Tesla will spend $500 million to build one of its supercomputers called “Dojo” at its factory in Buffalo, New York, on State governor Kathy Hochul said Friday during a press conference just days after CEO Elon Musk called the project a “long shot.”
Tesla's decision was “informed by New York's reliable power supply, its strong talent pipeline, and the availability of usable space for the project,” according to Hochul's office.
Dojo, which was first announced at Tesla's “ai Day” event in 2021, is a supercomputer intended to help advance the company's yet-unmet goal of building a self-driving car. Tesla plans to use the supercomputer to process a large amount of video data coming out of its electric vehicles in order to train the ai that now powers its most advanced driver assistance software, which it calls Full Self-Driving Beta. musk said last year that Tesla plans to spend “more than $1 billion” on Dojo.
Bringing the Dojo project to Buffalo is the latest shift in Tesla's priorities for the location, which has become something like a waste for the state of New York. Once dubbed “Gigafactory 2,” Tesla took over the SolarCity factory when it acquired the troubled solar panel company in 2016. The state had already committed $750 million to the plant at the time. Tesla promised to make solar tiles there, but had difficulty producing the product at scale. His partner, Panasonic, pulled out of the plant in 2020 and Tesla switched to employing people to label training data for its less advanced Autopilot software.
Musk saying Last April, he believed the Dojo supercomputer project was a “long shot” that could “give big results… at the level of several hundred billion dollars.”

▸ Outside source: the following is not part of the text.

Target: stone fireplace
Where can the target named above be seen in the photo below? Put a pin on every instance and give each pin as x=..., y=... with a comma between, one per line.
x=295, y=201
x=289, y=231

He reiterated the point this week in a call with analysts. “It's not a sure thing at all. It's a high-risk, high-reward program,” she said. “We are expanding it and we have plans for Dojo 1.5, Dojo 2, Dojo 3 and all that. So, you know, I think it has potential, but the kind of size is high enough to be high risk and high return.”
While the $500 million investment received applause during Hochul's press conference, Musk downplayed the figure in a social media post on X, noting that the company would spend much more money on Nvidia hardware in 2024.
“The governor is right that this is a Dojo supercomputer, but $500 million, while obviously a large sum of money, is only equivalent to a 10,000 Nvidia H100 system,” Musk wrote in the X post. “Tesla will spend more than that on Nvidia hardware this year. The stakes to be competitive in ai are at least several billion dollars a year right now.”